Centinaia di anni fa, la maggior parte delle grandi epidemie, come la peste e il colera, erano causate da batteri o da malattie così familiari che erano considerate l'affermazione dell’ordine naturale tra gli esseri umani. Lo spillover virale è ora il modo in cui inizia la maggior parte delle pandemie. L'influenza del 1918 potrebbe essere iniziata in un allevamento di maiali americani.

L'influenza asiatica del 1957-58 e l'influenza di Hong Kong del 1968 provenivano entrambe dalla trasmissione aviaria. L'influenza suina del 2009 è passata dai suini, che hanno agito come vasi di miscelazione in cui i ceppi di influenza suina, aviaria e umana si sono congiunti e patologicamente ricombinati.

Infatti, dall'avvento degli antibiotici e dei vaccini moderni, la maggior parte delle nuove malattie contagiose di qualsiasi tipo sono iniziate come infezioni virali animali, che si sono successivamente riversate sugli esseri umani.

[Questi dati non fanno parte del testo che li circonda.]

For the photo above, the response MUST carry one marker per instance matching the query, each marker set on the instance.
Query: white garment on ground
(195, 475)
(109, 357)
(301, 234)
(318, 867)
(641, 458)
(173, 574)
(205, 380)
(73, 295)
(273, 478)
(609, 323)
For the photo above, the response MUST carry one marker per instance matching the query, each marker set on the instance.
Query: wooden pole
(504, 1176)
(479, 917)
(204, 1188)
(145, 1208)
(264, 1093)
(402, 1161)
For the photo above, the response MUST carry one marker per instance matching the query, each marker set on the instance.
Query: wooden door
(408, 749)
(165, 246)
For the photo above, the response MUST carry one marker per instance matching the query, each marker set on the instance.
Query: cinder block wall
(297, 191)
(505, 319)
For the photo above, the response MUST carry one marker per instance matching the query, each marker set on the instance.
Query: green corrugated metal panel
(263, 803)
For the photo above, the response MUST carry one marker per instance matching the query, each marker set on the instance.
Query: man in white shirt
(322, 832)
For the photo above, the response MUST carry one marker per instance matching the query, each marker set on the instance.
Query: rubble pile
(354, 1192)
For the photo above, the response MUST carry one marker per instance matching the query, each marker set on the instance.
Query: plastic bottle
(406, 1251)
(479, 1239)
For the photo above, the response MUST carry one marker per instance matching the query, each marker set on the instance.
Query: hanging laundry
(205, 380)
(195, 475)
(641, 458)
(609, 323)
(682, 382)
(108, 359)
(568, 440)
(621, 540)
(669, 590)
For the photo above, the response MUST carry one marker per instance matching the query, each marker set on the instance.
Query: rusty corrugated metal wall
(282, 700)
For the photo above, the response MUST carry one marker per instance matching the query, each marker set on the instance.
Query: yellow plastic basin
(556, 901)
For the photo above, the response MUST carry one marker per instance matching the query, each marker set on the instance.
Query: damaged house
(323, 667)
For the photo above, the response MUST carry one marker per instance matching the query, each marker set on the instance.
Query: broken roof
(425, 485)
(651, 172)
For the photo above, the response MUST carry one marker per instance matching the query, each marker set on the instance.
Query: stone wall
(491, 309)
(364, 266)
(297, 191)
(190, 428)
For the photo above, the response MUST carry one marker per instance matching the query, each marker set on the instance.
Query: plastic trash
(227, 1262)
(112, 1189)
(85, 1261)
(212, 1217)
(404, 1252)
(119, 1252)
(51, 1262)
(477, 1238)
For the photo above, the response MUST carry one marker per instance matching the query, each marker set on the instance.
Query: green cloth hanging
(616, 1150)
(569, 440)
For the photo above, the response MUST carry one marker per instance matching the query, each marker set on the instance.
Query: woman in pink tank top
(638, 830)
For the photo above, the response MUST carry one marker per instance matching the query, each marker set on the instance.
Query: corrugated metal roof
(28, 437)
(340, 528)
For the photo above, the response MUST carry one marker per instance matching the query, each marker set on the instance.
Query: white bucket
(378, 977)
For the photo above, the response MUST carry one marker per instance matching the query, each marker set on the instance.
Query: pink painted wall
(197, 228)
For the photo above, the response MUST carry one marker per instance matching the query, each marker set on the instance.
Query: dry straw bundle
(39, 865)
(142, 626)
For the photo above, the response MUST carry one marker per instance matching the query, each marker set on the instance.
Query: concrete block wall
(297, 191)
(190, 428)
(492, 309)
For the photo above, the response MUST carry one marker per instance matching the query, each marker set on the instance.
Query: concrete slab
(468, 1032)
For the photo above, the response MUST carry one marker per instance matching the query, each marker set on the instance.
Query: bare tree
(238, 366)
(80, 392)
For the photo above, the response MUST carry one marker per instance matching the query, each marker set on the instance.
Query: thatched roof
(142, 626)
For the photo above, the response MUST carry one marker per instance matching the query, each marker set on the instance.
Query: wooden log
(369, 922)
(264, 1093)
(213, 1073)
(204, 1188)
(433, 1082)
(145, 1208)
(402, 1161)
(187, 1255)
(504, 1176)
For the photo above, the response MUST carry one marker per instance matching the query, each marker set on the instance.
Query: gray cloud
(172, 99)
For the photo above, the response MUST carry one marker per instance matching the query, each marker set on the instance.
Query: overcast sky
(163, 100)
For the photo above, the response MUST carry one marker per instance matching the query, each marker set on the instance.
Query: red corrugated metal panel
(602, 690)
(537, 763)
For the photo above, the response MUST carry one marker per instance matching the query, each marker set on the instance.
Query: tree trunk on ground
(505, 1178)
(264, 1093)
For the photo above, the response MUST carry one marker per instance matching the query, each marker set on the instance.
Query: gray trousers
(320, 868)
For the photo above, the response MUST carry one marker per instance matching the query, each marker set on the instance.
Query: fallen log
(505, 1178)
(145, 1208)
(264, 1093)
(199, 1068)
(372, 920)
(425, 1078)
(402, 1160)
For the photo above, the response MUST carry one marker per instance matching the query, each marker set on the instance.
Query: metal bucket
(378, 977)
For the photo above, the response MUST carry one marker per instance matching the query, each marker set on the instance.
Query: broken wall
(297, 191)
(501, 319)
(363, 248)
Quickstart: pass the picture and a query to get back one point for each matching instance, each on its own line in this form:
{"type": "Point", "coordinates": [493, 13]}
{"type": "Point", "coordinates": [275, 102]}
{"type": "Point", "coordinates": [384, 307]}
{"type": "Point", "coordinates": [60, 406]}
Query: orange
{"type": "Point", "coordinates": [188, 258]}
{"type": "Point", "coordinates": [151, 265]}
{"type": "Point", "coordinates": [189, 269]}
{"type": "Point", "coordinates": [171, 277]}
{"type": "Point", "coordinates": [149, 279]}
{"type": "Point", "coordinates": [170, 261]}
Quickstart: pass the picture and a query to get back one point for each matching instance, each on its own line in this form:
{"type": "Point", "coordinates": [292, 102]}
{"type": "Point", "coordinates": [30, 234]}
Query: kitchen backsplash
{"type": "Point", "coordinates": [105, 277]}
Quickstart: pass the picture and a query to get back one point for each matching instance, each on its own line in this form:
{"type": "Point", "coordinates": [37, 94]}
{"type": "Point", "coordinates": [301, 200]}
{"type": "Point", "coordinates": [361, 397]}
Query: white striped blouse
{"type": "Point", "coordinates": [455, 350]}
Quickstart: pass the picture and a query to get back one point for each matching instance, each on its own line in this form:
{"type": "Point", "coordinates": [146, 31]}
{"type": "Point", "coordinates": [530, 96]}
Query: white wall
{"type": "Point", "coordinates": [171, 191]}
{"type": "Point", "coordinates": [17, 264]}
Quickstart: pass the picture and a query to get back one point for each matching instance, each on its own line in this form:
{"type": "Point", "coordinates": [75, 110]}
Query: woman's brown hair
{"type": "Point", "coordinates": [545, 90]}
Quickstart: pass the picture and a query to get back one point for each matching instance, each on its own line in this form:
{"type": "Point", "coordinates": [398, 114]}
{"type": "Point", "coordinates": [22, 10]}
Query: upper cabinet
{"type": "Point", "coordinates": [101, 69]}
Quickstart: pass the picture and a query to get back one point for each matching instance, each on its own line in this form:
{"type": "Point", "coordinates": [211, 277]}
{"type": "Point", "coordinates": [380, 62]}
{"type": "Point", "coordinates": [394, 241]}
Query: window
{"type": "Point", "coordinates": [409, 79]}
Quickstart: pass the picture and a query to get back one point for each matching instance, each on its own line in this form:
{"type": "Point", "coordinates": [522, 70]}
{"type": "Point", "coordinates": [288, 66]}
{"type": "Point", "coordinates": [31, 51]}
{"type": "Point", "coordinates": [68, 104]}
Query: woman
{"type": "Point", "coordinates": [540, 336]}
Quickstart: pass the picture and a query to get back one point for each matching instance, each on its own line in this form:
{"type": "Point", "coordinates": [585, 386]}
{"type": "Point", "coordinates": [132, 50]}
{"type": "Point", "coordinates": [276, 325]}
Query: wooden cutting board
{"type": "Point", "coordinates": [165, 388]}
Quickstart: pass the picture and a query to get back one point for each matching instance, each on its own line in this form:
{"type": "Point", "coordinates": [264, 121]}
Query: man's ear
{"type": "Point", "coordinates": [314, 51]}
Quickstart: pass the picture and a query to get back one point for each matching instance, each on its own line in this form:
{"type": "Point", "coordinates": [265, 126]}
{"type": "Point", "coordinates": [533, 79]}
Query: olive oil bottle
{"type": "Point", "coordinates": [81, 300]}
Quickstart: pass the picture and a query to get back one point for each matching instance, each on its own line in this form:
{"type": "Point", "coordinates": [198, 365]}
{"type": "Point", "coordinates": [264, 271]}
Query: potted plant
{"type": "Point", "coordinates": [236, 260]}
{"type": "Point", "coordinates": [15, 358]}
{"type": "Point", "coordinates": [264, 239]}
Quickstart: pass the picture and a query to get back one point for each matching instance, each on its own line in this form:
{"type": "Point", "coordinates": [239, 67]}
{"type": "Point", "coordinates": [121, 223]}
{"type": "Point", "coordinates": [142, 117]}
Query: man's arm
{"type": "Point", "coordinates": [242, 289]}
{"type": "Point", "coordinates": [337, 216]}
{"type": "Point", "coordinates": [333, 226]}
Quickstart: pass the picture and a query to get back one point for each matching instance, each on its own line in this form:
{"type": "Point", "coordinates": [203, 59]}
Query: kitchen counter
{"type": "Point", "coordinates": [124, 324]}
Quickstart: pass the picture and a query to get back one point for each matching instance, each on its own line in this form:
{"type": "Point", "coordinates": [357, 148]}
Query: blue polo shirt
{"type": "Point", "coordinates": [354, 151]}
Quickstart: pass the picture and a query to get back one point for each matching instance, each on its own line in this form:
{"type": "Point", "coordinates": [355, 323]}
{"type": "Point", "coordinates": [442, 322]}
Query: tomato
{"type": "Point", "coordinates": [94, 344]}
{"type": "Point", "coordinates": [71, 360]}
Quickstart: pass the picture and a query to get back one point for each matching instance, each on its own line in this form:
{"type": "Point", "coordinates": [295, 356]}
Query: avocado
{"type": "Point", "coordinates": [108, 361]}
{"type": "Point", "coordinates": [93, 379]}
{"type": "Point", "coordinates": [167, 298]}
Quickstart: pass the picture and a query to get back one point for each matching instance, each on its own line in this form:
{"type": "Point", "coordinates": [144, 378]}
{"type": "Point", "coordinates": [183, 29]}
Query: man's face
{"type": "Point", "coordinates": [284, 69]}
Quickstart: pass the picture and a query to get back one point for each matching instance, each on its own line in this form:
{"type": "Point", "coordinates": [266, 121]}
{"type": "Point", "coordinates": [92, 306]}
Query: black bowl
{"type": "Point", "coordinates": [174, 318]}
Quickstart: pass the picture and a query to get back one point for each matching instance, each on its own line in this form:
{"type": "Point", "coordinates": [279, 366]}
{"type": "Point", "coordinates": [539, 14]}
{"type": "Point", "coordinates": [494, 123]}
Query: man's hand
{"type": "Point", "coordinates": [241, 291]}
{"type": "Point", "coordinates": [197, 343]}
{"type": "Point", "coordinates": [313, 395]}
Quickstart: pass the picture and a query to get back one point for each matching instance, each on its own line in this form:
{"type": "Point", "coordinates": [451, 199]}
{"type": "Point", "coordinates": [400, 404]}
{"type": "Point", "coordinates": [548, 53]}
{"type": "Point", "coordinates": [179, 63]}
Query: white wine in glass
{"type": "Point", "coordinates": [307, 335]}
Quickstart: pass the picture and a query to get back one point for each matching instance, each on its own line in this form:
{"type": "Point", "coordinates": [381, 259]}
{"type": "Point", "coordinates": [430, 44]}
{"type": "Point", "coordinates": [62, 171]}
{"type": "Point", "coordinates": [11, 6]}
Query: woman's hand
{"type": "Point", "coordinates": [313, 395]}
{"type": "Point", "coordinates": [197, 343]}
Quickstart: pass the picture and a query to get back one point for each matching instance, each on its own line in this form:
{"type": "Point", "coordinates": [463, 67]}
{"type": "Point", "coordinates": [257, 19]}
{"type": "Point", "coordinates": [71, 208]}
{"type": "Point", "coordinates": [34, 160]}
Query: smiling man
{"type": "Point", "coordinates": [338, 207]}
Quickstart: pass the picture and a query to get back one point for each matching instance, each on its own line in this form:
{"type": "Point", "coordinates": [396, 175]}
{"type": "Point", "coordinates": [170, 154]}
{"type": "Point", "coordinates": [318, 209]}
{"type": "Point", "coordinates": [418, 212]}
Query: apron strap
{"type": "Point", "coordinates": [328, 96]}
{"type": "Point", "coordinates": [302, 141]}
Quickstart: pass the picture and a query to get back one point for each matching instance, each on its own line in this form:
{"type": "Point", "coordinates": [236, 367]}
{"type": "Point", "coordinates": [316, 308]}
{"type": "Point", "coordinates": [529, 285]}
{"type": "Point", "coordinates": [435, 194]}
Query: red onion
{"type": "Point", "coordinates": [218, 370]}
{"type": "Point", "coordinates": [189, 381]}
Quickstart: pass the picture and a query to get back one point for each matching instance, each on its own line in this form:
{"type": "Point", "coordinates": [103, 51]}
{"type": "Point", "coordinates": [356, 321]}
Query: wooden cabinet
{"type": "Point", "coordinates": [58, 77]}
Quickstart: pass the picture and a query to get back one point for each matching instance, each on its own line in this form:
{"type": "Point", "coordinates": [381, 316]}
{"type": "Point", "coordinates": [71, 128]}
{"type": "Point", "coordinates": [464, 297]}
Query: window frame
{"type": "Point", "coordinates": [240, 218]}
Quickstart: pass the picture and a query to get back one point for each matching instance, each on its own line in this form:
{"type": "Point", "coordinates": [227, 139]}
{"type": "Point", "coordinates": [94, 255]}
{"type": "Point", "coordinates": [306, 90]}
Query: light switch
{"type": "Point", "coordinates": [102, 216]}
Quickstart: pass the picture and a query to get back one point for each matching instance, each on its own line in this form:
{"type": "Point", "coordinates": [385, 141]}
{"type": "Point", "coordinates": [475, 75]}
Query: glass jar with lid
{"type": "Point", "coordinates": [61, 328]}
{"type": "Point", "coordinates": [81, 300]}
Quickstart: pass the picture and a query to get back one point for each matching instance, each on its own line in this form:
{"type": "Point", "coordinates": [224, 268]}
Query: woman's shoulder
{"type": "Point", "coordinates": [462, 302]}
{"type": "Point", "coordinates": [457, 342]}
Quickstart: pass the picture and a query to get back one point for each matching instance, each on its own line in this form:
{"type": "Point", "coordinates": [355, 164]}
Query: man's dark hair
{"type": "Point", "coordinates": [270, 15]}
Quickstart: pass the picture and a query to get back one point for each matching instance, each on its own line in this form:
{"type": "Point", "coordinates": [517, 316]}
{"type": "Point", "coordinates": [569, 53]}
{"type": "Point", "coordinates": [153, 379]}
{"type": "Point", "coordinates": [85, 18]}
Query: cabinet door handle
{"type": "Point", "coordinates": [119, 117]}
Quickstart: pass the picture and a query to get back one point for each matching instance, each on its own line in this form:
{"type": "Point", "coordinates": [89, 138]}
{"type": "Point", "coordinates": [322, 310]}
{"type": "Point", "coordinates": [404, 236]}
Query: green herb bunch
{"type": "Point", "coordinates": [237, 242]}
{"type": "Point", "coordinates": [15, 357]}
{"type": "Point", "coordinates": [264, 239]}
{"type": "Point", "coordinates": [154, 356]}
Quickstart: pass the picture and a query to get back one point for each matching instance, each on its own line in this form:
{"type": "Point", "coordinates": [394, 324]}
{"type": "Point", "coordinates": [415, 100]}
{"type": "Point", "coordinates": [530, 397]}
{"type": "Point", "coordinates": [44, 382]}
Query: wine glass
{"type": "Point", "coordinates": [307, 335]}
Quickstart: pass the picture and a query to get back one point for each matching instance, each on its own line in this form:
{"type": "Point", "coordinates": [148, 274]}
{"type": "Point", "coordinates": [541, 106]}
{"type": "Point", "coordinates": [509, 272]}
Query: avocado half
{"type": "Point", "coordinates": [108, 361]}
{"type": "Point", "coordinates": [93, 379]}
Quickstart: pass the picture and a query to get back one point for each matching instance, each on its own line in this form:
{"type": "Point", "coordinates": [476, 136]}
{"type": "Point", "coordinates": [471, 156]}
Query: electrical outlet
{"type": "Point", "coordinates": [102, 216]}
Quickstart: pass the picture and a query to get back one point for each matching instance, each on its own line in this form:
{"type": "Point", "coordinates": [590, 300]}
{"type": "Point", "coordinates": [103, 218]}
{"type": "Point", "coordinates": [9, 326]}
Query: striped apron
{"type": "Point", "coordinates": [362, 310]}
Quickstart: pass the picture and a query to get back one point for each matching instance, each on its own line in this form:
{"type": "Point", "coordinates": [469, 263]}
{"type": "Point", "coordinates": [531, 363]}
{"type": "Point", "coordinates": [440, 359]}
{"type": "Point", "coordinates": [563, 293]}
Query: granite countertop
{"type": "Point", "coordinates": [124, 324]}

Il virus che ha causato l'epidemia di SARS del 2002-4, SARS-CoV-1, e quello dietro la pandemia di COVID-19, SARS-CoV-2, probabilmente provengono dai pipistrelli, così come il virus Ebola. La MERS proveniva dai cammelli. L'HIV farebbe risalire le sue origini anche agli scimpanzé. Il vaiolo potrebbe essersi trasmesso da un roditore.

I rilevamenti epidemiologici e di laboratorio non cesseranno di riservarci altre sorprese in futuro.